# Bessels Equation J(κx) instead of J(x)

1. Oct 19, 2011

### gmanmtb

Hello all, I seem to be stuck trying to prove this one, I'm not sure if I'm headed down the right path or just missing something obvious

1. The problem statement, all variables and given/known data
The equation x2y''+xy'+(κ2x2-p2)y=0, where κ constant, appears frequently in applications. Prove that J(κx) is a solution by changing the form of Bessel's equation of order p. Do this by letting $\widetilde{x}$=κx in the above equation and apply the chain rule.

2. Relevant equations
Well the first solution of Bessel's equation is
Jp(x)=$\sum^{\infty}_{k=0}\frac{(-1)^{k}}{k!\Gamma(k+p+1)}(\frac{x}{2})^{2k+p}$

3. The attempt at a solution
I believe the method I should be using is to use y(x)=Jp(κx)=Jp($\widetilde{x}$) but from there I can derive y'=$\sum^{\infty}_{k=1}\frac{(-1)^{k}(2k+p)}{k!\Gamma(k+p+1)}(\frac{\widetilde{x}}{2})^{2k+p-1}$ and y''=$\sum^{\infty}_{k=2}\frac{(-1)^{k}(2k+p)(2k+p-1)}{k!\Gamma(k+p+1)}(\frac{\widetilde{x}}{2})^{2k+p-2}$ but from there I get fuzzy, I can't replace $\widetilde{x}$=κx in a way that works out.

Last edited: Oct 19, 2011
2. Oct 20, 2011

### jackmell

No.

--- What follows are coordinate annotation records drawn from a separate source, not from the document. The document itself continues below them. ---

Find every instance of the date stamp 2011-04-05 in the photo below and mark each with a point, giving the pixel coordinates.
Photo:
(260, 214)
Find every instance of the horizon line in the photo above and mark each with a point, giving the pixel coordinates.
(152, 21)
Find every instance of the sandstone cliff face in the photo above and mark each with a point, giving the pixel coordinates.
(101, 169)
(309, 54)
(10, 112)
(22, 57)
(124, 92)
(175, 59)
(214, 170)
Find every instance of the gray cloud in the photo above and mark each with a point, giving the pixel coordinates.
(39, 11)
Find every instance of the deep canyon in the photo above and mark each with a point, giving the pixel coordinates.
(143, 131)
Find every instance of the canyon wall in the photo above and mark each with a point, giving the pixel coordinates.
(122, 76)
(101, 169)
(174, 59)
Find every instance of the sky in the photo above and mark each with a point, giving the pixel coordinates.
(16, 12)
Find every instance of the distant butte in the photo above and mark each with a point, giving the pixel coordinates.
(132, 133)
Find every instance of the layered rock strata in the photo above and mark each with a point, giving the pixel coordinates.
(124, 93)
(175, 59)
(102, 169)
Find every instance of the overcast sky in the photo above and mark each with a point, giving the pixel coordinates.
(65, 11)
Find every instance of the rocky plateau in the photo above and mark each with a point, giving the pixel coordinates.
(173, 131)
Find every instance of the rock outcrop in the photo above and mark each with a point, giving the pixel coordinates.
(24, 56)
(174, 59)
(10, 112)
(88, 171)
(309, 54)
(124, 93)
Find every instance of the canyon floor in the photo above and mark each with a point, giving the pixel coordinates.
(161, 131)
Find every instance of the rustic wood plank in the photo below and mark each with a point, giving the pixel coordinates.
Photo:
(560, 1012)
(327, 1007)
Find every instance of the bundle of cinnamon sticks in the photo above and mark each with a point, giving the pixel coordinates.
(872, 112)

Make a change of indepedent variable and then solve for y in terms of $\overline{x}$

For example, if $\overline{x}=kx$, then:

$$\frac{dy}{d\overline{x}}=\frac{dy}{dx}\frac{1}{k}$$

solve for dy/dx, then compute the second derivative in terms of $\overline{x}$, solve for d^2y/dx^2, then substitute those into the original equation to obtain an equation in $y(\overline{x})$ for which $J(\overline{x})$ is a solution, that is, $J(kx)$.